Le Tribunal se réfère aussi à l'objectif du règlement: assurer que la concurrence ne soit pas faussée au sein du marché commun. Les opérations de concentration qui, bien que visant des activités d'extraction et/ou de production en dehors de la Communauté, créent ou renforcent une position dominante entravant la concurrence effective d'une manière significative dans le marché commun, entrent ainsi dans le champ d'application du règlement.
Le Tribunal constate par la suite que l'application du règlement est compatible avec le droit international public, compte tenu de l'effet prévisible, immédiat et substantiel de l'opération dans la Communauté.
Le Tribunal en conclut que la décision de la Commission n'est contraire ni au règlement communautaire en matière de contrôle des concentrations ni aux règles de droit international public.
Le Tribunal précise, enfin, que la réglementation communautaire s'applique également aux positions dominantes collectives et non pas seulement aux positions dominantes individuelles.
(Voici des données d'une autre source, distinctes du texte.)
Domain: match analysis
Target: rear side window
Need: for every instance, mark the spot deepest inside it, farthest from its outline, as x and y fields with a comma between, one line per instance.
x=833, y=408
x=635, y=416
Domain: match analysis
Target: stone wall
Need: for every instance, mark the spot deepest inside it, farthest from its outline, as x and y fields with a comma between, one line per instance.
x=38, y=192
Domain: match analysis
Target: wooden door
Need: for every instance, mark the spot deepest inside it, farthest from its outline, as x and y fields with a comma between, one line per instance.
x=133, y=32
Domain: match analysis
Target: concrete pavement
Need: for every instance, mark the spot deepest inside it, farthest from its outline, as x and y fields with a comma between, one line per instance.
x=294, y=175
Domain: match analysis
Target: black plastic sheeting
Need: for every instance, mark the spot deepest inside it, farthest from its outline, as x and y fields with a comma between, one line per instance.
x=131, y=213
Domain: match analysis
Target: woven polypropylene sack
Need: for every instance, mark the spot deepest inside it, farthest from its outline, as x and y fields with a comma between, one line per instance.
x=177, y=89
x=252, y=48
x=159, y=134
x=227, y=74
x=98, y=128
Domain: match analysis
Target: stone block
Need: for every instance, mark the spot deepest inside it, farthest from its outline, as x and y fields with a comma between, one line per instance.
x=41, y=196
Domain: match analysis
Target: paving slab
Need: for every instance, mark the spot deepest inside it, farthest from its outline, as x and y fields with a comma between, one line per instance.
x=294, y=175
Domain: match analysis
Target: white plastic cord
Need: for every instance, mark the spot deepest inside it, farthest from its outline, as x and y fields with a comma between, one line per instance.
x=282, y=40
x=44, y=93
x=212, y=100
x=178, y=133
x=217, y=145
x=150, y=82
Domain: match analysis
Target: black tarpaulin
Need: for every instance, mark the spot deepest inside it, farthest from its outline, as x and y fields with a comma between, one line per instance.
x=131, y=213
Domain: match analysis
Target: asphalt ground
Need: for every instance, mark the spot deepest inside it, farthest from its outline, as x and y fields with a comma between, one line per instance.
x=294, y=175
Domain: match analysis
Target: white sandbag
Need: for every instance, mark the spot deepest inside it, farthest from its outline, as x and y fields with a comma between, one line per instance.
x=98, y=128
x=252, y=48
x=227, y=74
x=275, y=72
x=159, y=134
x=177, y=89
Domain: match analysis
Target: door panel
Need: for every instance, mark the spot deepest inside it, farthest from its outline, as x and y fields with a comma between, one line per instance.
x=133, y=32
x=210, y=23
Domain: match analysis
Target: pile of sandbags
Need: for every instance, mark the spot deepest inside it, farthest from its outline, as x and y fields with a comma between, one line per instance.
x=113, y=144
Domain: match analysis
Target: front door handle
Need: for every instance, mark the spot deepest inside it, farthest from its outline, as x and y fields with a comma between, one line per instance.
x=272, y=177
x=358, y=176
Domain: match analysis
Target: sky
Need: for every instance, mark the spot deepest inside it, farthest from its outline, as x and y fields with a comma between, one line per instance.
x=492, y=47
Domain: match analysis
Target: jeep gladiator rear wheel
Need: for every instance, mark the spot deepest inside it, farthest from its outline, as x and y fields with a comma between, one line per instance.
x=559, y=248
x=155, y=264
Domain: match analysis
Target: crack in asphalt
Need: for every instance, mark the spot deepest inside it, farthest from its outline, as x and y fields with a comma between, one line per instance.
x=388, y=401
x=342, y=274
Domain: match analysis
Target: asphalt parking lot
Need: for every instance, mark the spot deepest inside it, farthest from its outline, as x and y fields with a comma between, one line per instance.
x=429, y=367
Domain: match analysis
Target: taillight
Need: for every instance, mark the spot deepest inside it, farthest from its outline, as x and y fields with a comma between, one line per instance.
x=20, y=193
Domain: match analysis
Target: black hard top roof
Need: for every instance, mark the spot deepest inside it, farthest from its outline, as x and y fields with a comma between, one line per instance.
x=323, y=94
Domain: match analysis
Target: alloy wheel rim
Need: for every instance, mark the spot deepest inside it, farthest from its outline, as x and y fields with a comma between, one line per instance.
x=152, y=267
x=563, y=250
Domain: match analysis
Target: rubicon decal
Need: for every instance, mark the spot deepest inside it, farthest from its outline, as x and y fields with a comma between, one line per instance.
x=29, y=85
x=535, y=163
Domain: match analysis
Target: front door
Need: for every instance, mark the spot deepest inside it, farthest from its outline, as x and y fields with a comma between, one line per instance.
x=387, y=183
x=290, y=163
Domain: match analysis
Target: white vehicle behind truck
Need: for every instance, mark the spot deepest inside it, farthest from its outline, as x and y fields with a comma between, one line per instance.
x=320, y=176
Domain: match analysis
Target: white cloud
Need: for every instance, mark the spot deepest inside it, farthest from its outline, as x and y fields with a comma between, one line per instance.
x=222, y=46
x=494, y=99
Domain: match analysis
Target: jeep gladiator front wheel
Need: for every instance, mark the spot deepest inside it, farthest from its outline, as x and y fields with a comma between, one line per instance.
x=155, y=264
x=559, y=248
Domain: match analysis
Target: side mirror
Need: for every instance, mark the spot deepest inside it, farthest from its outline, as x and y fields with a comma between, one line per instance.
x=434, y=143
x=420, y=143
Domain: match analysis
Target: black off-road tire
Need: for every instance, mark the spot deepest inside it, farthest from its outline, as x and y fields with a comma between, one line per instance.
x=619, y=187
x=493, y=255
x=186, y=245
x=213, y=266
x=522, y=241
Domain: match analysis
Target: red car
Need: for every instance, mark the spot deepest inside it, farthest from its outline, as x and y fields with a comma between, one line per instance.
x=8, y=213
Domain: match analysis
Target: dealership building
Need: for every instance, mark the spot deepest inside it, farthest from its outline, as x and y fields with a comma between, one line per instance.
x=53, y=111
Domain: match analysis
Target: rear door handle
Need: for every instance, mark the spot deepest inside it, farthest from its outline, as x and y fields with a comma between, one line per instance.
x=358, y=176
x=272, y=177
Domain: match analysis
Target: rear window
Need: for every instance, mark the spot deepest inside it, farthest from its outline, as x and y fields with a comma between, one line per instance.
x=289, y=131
Il y a position dominante collective lorsque la position dominante est détenue par l'entreprise qui résulte de l'opération de concentration, d'une part, et une ou plusieurs entreprises tierces, d'autre part (dans le cas d'espèce, Implats/Lpd d'un coté et Amplats, de l'autre).
Le Tribunal aboutit à cette conclusion en s'appuyant sur l'objectif du règlement: assurer que le processus de restructuration des entreprises découlant de l'achèvement du marché intérieur n'entraîne pas de préjudice pour la concurrence. S'il était admis, en effet, que seules les opérations de concentration créant une position dominante pour les parties à la concentration sont visées par le règlement, celui-ci serait privé de son effet utile.
Le Tribunal rejette, en conséquence, le recours introduit par Gencor et confirme la décision de la Commission.
N.B. : un pourvoi, limité aux questions de droit, peut être formé devant la Cour de justice des Communautés européennes, contre cette décision du Tribunal, dans les deux mois à compter de la notification.